Coal’d shoulder! City blocks new Grimaldi’s from opening over illegal oven

Pie are squared! Patsy Grimaldi to regain DUMBO throne — and coal oven!
Grimaldi’s current owner Frank Ciolli says he welcomes competition — but that was before he learned that his new next door neighbor is (dramatic music!) Patsy Grimaldi!
Community Newspaper Group / Andy Campbell

The pizza war on Old Fulton Street rages on — before the first pie has even been thrown!

On Friday, the city blocked Grimaldi’s from moving to its new location next door after the owner apparently tried to install a coal-fired oven under the cover of darkness.

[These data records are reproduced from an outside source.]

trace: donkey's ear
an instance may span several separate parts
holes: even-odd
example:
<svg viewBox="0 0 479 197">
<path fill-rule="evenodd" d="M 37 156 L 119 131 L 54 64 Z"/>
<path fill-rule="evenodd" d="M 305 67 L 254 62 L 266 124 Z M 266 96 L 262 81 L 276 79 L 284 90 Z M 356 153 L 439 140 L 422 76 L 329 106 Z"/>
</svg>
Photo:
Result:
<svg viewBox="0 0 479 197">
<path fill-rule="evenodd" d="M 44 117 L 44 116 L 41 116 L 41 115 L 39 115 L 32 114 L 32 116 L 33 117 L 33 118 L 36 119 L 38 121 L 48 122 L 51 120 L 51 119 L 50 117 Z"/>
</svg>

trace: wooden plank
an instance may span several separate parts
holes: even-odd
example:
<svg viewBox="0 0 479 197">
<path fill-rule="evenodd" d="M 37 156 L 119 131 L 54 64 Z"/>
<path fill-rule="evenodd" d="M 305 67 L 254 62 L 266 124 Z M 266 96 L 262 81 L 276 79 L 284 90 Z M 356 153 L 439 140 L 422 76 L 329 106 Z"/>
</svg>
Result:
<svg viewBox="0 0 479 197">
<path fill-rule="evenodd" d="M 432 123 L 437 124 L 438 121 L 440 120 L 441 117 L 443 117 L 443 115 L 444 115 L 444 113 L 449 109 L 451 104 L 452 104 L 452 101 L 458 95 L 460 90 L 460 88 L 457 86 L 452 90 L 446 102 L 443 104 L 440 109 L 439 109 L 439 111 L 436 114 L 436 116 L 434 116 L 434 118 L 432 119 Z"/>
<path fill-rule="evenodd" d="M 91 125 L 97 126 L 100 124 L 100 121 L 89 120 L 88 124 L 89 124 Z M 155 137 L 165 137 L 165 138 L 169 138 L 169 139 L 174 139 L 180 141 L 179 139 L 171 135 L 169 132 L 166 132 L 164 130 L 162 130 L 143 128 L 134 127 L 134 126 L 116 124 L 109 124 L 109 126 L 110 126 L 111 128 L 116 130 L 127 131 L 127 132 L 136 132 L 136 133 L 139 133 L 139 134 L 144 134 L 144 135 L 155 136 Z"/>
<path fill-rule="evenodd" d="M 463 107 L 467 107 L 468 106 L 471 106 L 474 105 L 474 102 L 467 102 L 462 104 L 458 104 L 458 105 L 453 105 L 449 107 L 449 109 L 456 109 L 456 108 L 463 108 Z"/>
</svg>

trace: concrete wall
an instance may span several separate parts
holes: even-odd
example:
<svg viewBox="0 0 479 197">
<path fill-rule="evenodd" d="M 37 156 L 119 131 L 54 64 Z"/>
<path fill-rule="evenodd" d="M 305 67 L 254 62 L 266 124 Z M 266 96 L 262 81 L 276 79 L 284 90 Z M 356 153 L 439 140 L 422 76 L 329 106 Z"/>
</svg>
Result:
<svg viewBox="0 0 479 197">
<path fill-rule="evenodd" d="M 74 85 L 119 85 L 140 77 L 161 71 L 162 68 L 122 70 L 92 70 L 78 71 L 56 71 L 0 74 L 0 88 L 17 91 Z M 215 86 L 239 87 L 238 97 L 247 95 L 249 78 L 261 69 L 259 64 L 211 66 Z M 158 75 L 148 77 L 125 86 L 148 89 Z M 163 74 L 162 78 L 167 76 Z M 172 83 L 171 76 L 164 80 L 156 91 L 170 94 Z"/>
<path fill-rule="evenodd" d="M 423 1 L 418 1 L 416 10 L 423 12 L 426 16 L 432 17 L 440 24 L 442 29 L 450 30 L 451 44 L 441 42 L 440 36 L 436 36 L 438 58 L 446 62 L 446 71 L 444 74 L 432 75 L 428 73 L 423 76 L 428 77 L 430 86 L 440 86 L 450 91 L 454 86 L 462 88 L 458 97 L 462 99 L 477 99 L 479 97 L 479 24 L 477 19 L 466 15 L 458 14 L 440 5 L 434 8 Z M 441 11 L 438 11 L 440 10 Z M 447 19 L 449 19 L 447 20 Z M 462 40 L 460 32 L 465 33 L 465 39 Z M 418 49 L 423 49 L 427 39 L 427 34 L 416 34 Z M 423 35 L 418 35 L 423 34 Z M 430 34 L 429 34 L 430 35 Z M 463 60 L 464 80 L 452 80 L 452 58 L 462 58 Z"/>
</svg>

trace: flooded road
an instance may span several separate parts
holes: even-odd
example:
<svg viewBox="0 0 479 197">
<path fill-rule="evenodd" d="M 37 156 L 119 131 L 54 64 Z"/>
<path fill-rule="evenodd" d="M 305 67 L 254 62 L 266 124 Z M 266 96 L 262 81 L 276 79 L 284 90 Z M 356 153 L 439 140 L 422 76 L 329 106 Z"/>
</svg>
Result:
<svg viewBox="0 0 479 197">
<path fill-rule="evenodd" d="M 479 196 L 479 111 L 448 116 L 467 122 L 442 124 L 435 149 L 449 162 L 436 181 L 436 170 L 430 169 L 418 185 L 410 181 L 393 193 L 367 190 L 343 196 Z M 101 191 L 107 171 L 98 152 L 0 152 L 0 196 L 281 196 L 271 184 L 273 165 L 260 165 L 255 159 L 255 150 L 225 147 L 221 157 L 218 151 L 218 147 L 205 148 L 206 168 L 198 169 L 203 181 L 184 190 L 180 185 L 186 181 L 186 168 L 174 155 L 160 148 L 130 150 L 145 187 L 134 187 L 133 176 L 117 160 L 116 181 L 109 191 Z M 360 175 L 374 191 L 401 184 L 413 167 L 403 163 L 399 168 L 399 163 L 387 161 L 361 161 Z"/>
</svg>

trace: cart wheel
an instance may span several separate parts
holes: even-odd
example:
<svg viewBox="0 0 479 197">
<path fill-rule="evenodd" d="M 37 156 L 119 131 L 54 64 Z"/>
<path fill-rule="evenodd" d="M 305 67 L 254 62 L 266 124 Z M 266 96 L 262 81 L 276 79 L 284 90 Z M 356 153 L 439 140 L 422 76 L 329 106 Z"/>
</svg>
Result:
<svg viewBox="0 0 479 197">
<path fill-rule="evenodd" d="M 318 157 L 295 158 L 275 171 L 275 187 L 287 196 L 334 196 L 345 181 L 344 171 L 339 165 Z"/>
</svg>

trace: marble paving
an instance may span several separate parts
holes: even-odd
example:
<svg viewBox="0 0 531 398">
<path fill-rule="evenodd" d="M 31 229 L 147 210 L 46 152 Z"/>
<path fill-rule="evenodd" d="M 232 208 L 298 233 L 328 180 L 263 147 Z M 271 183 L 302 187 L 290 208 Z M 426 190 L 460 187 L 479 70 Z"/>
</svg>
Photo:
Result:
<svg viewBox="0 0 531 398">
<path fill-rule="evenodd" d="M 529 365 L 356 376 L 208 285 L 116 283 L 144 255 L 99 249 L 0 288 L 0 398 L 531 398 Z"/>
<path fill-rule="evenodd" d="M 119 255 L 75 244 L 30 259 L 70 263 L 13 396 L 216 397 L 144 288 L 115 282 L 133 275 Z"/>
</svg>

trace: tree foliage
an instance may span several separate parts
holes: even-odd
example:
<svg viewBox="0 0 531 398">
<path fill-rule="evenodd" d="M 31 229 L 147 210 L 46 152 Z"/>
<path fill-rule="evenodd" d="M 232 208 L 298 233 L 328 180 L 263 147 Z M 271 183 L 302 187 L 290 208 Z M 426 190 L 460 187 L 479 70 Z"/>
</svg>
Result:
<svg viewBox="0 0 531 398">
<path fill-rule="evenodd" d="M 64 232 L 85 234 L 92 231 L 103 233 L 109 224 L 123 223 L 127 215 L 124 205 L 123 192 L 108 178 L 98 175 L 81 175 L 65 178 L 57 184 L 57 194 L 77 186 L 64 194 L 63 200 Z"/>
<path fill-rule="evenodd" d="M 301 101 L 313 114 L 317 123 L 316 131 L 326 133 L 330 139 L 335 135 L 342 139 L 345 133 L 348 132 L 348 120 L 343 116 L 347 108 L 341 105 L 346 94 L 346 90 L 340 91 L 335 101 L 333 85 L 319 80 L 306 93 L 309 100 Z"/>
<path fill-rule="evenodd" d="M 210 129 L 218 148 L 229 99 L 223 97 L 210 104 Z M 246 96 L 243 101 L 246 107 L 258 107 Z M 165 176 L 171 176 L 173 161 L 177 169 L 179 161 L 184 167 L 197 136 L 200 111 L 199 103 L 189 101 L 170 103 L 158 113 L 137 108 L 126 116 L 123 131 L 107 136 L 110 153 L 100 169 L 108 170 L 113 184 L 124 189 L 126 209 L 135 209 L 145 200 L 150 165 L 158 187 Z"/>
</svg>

Frank Ciolli was supposed to relocate his famed pie shop this week after losing his lease and setting the stage for an unexpected comeback by 80-year-old pizza king Patsy Grimaldi, the venerable pizzaiolo who will reclaim the ultra-rare coal oven that he sold to Ciolli in 1998.

Ciolli couldn’t be reached for comment, but Marcello Pervido, who owns the new Grimaldi’s location at 1 Front St. assured pie lovers that the joint would open with a dual gas and coal cooker soon.

“Everything was done legitimately,” Pervido said. “It was just a mistake on the part of the architect in filing the papers — that’s all it was.”

But this “mistake” was not the work of a mere “architect,” but the firm of Robert Scarano, the so-called starchitect of the New Brooklyn, who is best known for his modern designs and for being stripped of his right to certify his own plans after a long history of falsifying documents.

Ciolli claimed that he hired Scarano to apply for a construction permit — but Scarano apparently only asked the city to approve the installation of a “pizza oven”; he never mentioned using coal.

Scarano maintains that Ciolli really was installing a gas oven that simply uses coal for flavor.

“Unfortunately, he wasn’t finished and instead of telling everyone, he blamed my firm so we resigned,” Scarano said. “I wish him good luck. … And hope he makes better pizza there.”

That will be difficult now that Grimaldi has repossessed the coal oven from Grimaldi’s. Such brick ovens, which can hit 1,000 degrees and create that sought-after smoky flavor, are illegal in New York unless they’ve been grandfathered in or building owners get a very rare approval.

Local pizzarazzi say it’s enough to ignite a saucy new battle between Ciolli and his predecessor.

“It’s like a family feud,” said Larry Leonardi, who owns DUMBO’s Front Street Pizza, a normal-oven joint. “The landlord wanted to hurt Grimaldi’s — and bringing back Patsy is how they’re doing it. Good luck to Patsy and good luck to Grimaldi’s!”

The pie-eating world was shaken up last week when The Brooklyn Paper reported that Grimaldi’s was being booted from its 21-year home by Nov. 30 — and losing its beloved coal oven — after landlord Mark Waxman refused to resign his lease.

Days later, in a dramatic twist of fate, Grimaldi announced that he was back, reclaiming his oven and renaming the pizzeria Juliana’s, after his mother.

Grimaldi learned to make tantalizing pies as a teenager at Patsy’s Pizzeria, one of the city’s earliest parlors owned by his uncle Patsy Lancieri in East Harlem. After the original Patsy died in the 1970s, his widow sold the shop to longtime employees, forcing Grimaldi to open a new joint the Brooklyn Bridge.

He launched Grimaldi’s in 1990 and retired eight years later, selling his name to Ciolli, whose family now operates offshoots in Manhattan, Queens, Hoboken and Las Vegas.

He always regretted it.

But after Ciolli fell behind on rent and out of the graces of the landlord, the old pontiff of pizza got a second chance.

Still, Grimaldi and his family refuse to acknowledge Ciolli as competition, saying there’s enough pie to go ’round.

“I don’t want to say anything bad or good,” said Carol Grimaldi, who speaks for her press-shy husband of 40 years. “[Grimaldi’s] was our baby, and sometimes you’re not crazy about who she marries.”

Ciolli told the Post that he had “no animosity” toward the Grimaldi family.

“He gave me a wonderful opportunity selling me the place in 1998, and I wish him the best,” he said.